A new stage for voices from the past

An archive exhibition celebrates the work of Cork theatrical legend James N Healy, writes Colette Sheridan

A new stage for voices from the past

ONE of the leading lights of Cork’s theatrical circles from the 1940s to the 1980s is the subject of an archive exhibition at the Cork County Library HQ (beside the County Hall) which continues until Sept 13. James N Healy was a well-known actor, writer, producer and founder member of the Gilbert and Sullivan Group. He also founded the Southern Theatre Group and later, Theatre of the South. It was the Southern Theatre Group that first produced the plays of John B Keane on a professional basis.

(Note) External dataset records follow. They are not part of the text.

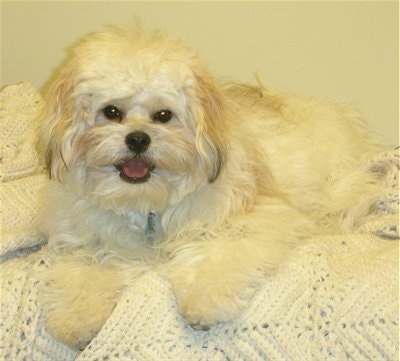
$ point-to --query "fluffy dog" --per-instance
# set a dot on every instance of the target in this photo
(156, 164)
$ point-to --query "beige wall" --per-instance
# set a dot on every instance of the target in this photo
(339, 50)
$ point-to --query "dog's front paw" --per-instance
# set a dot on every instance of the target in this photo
(207, 299)
(77, 300)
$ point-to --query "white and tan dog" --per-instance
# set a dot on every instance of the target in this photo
(155, 164)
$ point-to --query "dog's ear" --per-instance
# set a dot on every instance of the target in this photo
(56, 118)
(210, 117)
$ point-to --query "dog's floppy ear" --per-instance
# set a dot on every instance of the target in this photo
(57, 118)
(211, 132)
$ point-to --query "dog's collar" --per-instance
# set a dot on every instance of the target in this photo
(152, 226)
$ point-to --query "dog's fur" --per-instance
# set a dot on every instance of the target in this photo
(238, 177)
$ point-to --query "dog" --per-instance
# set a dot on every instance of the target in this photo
(156, 164)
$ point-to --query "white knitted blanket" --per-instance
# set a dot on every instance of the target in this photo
(337, 299)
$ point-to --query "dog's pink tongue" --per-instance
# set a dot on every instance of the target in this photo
(135, 168)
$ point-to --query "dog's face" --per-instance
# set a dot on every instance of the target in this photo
(134, 122)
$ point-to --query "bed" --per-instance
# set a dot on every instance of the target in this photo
(336, 299)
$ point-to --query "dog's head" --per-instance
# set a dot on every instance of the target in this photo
(134, 121)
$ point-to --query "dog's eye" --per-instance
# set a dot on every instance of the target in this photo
(162, 116)
(111, 112)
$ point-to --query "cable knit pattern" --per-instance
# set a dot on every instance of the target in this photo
(22, 172)
(336, 299)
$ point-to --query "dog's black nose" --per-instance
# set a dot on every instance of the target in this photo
(137, 141)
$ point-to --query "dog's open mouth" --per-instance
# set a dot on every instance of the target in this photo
(135, 170)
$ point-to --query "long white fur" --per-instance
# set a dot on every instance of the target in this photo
(242, 175)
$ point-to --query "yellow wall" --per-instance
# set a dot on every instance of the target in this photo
(339, 50)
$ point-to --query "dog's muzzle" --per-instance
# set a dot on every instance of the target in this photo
(136, 169)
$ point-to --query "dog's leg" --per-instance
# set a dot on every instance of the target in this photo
(215, 273)
(78, 298)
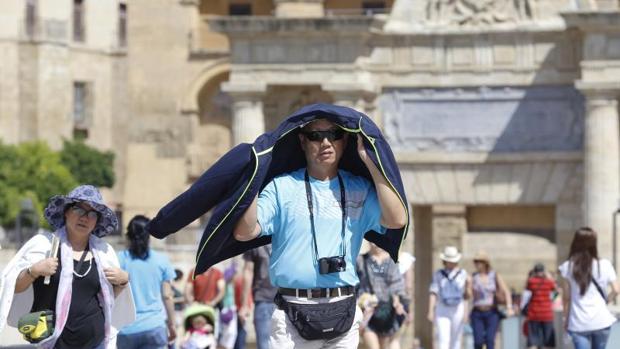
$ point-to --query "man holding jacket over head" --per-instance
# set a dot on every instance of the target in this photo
(316, 238)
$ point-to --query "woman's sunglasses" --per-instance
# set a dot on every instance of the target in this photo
(90, 214)
(318, 136)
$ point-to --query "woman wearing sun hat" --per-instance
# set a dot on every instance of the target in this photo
(488, 289)
(448, 300)
(199, 322)
(86, 290)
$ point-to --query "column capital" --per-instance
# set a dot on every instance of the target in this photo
(299, 8)
(599, 93)
(244, 90)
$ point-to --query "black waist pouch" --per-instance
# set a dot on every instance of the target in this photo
(319, 321)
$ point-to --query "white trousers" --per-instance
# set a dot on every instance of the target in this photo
(284, 335)
(449, 326)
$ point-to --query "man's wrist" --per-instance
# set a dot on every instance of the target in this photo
(31, 273)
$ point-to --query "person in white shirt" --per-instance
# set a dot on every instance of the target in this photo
(586, 282)
(449, 292)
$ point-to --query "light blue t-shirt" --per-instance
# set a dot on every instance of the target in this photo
(283, 214)
(146, 278)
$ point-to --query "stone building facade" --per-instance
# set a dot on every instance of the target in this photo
(503, 114)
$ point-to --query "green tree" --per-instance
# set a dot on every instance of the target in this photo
(87, 164)
(30, 170)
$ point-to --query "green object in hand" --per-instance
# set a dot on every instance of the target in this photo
(36, 326)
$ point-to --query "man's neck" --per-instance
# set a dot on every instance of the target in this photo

Meeting Keane was fortuitous for Healy. An accountant with Fords, Healy was head-hunted by another Cork firm and after much soul-searching, decided to leave his secure job with the car manufacturers. However, within a year or two, his new job with a timber firm came to an end as the company went into liquidation. Cautiously, Healy began to look at the possibility of professional theatre work. When word reached him that a powerful new play by a Listowel publican was the talk of Kerry, Healy went to see it and met the author. ‘Sive’ had been rejected by the Abbey, but Keane told Healy that he could stage it in Cork. It received its Cork premiere on June 29, 1959, when the Southern Theatre Group presented it at the Father Mathew Hall, the first of 255 performances. Healy couldn’t have got a better professional start.